Q : Une étude faite par des chercheurs de la Johns Hopkins Bloomberg School of Public Health, à Baltimore (Etats-Unis), et publiée dans le journal médical The Lancet a montré une augmentation croissante du nombre de décès parmi les civils irakiens depuis l’invasion américano/britannique de mars 2003. La plupart des morts sont des femmes et des enfants, et la majorité d’entre eux a péri de mort violente – la plupart au cours des frappes aériennes de la coalition. L’étude estime à 100 000 le nombre de décès dus à la guerre dans la population civile. Jack Straw, ministre britannique des Affaires étrangères, a, pour sa part, estimé ce nombre à 10 000 et le Irak Body Count basé en Grande-Bretagne situe ce nombre entre 14 000 et 16 000. Dans le numéro de septembre 2004 de Partage international, vous avez donné le chiffre de 25 000 au 29 juin 2004 ? [1] Le chiffre actuel de 100 000 donné par les chercheurs américains est-il exact ? [2] Leurs méthodes de recherche sont-elles fiables ?
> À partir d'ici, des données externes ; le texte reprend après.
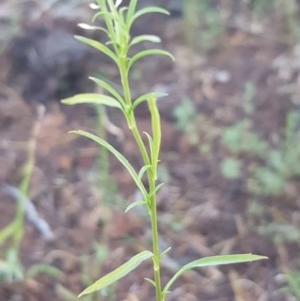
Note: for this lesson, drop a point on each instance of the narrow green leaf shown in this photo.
(131, 11)
(151, 144)
(132, 205)
(145, 38)
(118, 155)
(99, 46)
(148, 52)
(8, 231)
(163, 253)
(151, 193)
(118, 273)
(143, 170)
(147, 10)
(92, 98)
(212, 261)
(106, 86)
(146, 97)
(150, 281)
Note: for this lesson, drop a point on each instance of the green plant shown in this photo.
(117, 25)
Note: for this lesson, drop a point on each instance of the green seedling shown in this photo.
(118, 21)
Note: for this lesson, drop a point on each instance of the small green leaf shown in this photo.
(150, 281)
(212, 261)
(118, 273)
(118, 155)
(92, 98)
(106, 86)
(147, 96)
(163, 253)
(131, 10)
(99, 46)
(145, 38)
(148, 52)
(147, 10)
(143, 170)
(132, 205)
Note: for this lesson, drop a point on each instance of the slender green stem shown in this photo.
(155, 248)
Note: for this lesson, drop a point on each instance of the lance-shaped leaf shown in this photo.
(99, 46)
(146, 97)
(92, 98)
(148, 52)
(212, 261)
(118, 155)
(145, 38)
(144, 11)
(131, 10)
(118, 273)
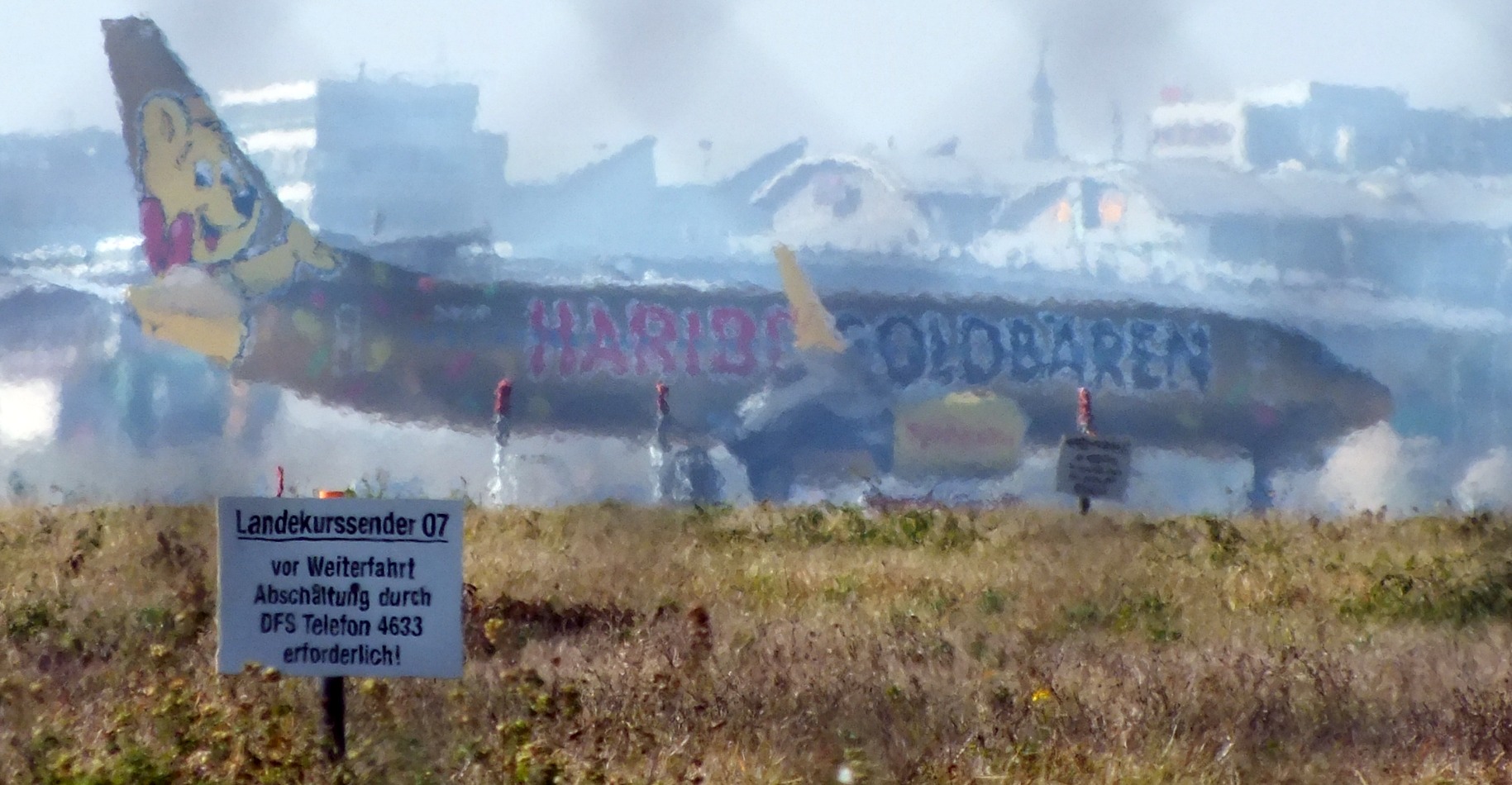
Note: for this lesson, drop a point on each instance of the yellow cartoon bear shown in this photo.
(204, 206)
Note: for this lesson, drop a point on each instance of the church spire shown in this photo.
(1042, 133)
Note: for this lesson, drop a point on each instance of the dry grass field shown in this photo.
(800, 645)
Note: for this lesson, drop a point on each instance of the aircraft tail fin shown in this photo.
(813, 324)
(202, 198)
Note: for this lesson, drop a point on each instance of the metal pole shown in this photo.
(335, 702)
(1085, 426)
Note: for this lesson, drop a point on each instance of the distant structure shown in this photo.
(372, 159)
(1042, 133)
(1331, 127)
(65, 188)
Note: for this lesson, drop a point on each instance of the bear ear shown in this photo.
(165, 121)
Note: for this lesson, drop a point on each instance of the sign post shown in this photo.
(341, 588)
(1092, 466)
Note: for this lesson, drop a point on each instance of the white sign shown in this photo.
(1094, 468)
(342, 588)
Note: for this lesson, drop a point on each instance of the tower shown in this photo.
(1042, 133)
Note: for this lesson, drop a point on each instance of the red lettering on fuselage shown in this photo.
(605, 348)
(656, 340)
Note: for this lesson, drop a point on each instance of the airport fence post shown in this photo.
(333, 692)
(1085, 428)
(333, 699)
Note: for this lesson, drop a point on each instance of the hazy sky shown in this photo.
(572, 79)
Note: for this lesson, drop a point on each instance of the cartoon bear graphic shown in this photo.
(209, 222)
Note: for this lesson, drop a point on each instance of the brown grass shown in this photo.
(627, 645)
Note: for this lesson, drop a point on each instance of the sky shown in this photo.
(570, 80)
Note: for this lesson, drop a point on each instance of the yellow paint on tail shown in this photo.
(813, 324)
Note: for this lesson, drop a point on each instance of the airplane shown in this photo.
(791, 384)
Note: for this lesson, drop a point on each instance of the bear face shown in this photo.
(207, 205)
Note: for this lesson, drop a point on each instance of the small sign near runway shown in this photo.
(341, 588)
(1094, 468)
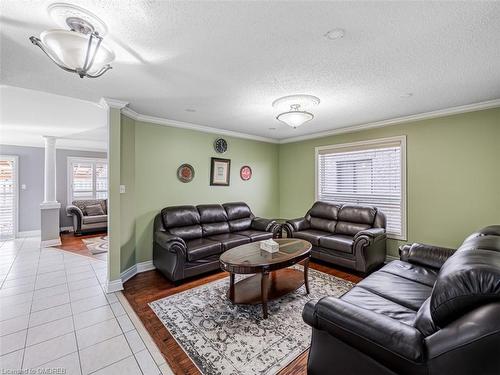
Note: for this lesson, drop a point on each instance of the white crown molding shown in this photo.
(112, 103)
(399, 120)
(187, 125)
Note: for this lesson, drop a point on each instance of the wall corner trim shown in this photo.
(113, 286)
(112, 103)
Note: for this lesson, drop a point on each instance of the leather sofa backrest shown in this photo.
(182, 221)
(353, 219)
(213, 219)
(323, 216)
(239, 216)
(469, 278)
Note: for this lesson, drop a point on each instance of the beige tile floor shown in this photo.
(54, 314)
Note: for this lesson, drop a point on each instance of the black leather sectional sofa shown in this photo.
(188, 240)
(348, 235)
(434, 311)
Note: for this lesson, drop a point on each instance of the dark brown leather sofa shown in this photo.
(348, 235)
(188, 240)
(434, 311)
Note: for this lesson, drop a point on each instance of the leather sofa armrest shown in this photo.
(371, 233)
(170, 242)
(74, 210)
(298, 224)
(265, 225)
(372, 333)
(425, 255)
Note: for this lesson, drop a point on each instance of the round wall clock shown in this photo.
(246, 173)
(185, 173)
(220, 145)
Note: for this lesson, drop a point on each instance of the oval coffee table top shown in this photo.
(250, 258)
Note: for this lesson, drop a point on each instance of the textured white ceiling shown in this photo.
(230, 60)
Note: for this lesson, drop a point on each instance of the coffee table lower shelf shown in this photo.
(263, 287)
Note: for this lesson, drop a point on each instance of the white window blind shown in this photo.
(88, 179)
(370, 173)
(8, 197)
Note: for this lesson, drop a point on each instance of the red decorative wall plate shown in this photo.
(246, 173)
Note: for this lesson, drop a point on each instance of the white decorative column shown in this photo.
(50, 207)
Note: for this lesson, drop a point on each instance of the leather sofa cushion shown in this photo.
(95, 219)
(237, 210)
(322, 224)
(311, 235)
(229, 240)
(413, 272)
(240, 224)
(357, 214)
(202, 248)
(423, 320)
(324, 210)
(215, 228)
(337, 242)
(255, 235)
(364, 298)
(467, 280)
(211, 213)
(189, 232)
(348, 228)
(397, 289)
(180, 216)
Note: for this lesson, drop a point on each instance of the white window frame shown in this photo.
(15, 159)
(70, 161)
(366, 145)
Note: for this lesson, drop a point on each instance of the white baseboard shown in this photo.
(49, 243)
(28, 233)
(113, 286)
(135, 269)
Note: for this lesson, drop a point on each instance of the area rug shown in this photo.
(222, 338)
(96, 245)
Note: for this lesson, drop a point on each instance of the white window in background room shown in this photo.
(8, 196)
(87, 179)
(369, 172)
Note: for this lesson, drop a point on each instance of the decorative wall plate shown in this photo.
(220, 145)
(185, 173)
(246, 173)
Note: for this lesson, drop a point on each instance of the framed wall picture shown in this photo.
(220, 171)
(245, 173)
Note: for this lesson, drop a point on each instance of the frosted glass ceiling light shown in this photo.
(296, 114)
(79, 50)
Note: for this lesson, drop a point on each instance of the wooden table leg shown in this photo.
(306, 275)
(231, 287)
(264, 285)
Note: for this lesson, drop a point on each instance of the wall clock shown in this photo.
(185, 173)
(246, 173)
(220, 145)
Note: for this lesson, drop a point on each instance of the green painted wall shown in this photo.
(127, 200)
(159, 150)
(453, 175)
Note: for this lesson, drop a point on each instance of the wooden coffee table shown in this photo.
(272, 278)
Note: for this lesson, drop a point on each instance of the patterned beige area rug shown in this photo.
(222, 338)
(96, 245)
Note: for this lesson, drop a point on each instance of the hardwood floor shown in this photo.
(74, 244)
(150, 286)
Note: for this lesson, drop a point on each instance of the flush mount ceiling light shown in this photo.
(79, 50)
(296, 114)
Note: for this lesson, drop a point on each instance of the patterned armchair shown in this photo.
(89, 215)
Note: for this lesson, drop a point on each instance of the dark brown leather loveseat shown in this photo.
(348, 235)
(435, 311)
(188, 240)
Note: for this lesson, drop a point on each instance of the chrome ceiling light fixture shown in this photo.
(80, 49)
(296, 114)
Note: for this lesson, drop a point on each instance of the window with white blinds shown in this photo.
(87, 179)
(371, 173)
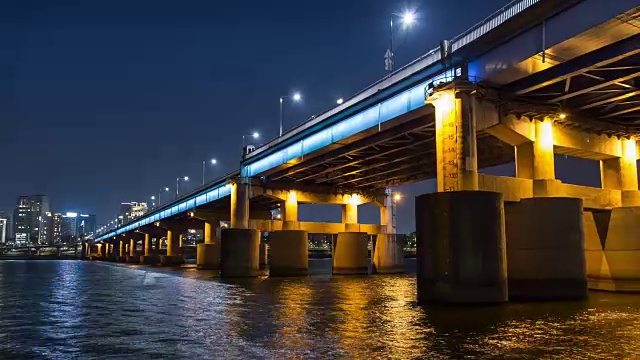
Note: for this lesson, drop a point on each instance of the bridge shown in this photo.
(535, 79)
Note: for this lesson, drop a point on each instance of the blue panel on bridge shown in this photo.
(388, 109)
(189, 203)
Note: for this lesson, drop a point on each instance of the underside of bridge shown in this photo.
(402, 152)
(599, 89)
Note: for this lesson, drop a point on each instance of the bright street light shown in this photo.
(186, 178)
(296, 97)
(213, 162)
(255, 135)
(160, 193)
(407, 19)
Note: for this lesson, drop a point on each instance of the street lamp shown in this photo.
(160, 193)
(255, 135)
(213, 162)
(295, 97)
(186, 178)
(407, 19)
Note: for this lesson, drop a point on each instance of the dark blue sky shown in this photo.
(103, 102)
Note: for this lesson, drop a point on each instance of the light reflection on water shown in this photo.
(84, 310)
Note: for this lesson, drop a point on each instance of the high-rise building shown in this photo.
(132, 210)
(77, 226)
(27, 217)
(51, 228)
(5, 227)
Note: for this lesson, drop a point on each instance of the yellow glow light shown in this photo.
(629, 149)
(546, 134)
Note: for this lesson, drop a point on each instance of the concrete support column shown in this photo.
(622, 173)
(147, 244)
(290, 212)
(388, 255)
(240, 253)
(350, 216)
(545, 249)
(461, 247)
(132, 258)
(289, 253)
(240, 206)
(456, 149)
(208, 254)
(612, 249)
(149, 258)
(173, 257)
(122, 252)
(350, 254)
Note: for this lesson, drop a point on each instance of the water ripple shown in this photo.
(84, 310)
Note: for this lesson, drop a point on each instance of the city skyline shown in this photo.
(182, 118)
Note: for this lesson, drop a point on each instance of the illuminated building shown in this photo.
(5, 227)
(76, 225)
(27, 218)
(133, 210)
(51, 228)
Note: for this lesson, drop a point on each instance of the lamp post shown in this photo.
(213, 162)
(255, 135)
(295, 97)
(406, 19)
(160, 193)
(186, 178)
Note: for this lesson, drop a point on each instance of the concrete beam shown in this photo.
(313, 227)
(517, 131)
(319, 198)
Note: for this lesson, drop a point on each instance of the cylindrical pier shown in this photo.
(208, 256)
(545, 249)
(289, 253)
(350, 254)
(461, 247)
(388, 255)
(240, 253)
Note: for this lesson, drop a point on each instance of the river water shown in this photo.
(86, 310)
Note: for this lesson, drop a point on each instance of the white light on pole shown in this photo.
(407, 19)
(186, 178)
(255, 135)
(213, 162)
(296, 97)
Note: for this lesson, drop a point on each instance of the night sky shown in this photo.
(103, 102)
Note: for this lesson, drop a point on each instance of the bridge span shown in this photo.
(537, 78)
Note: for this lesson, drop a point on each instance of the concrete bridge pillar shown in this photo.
(290, 212)
(240, 205)
(240, 253)
(461, 247)
(289, 253)
(545, 249)
(456, 150)
(612, 248)
(350, 215)
(173, 257)
(535, 160)
(131, 254)
(149, 258)
(350, 254)
(388, 255)
(622, 173)
(208, 254)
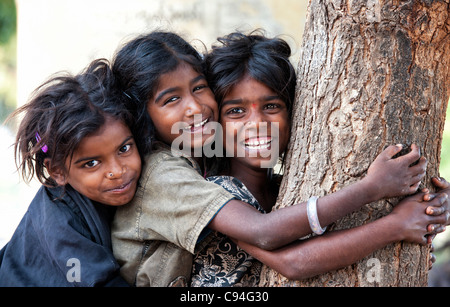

Partage international no 196décembre 2004

[1] Approximativement. D’après mes informations on atteint maintenant le chiffre de 88 000 civils tués en Irak. [2] Oui, la méthode de recherche est la plus exacte disponible mais elle a couvert seulement 350 petites agglomérations réparties dans presque tout l’Irak. Si davantage d’agglomérations pouvaient être couvertes sans danger par cette étude cela ajouterait à son exactitude.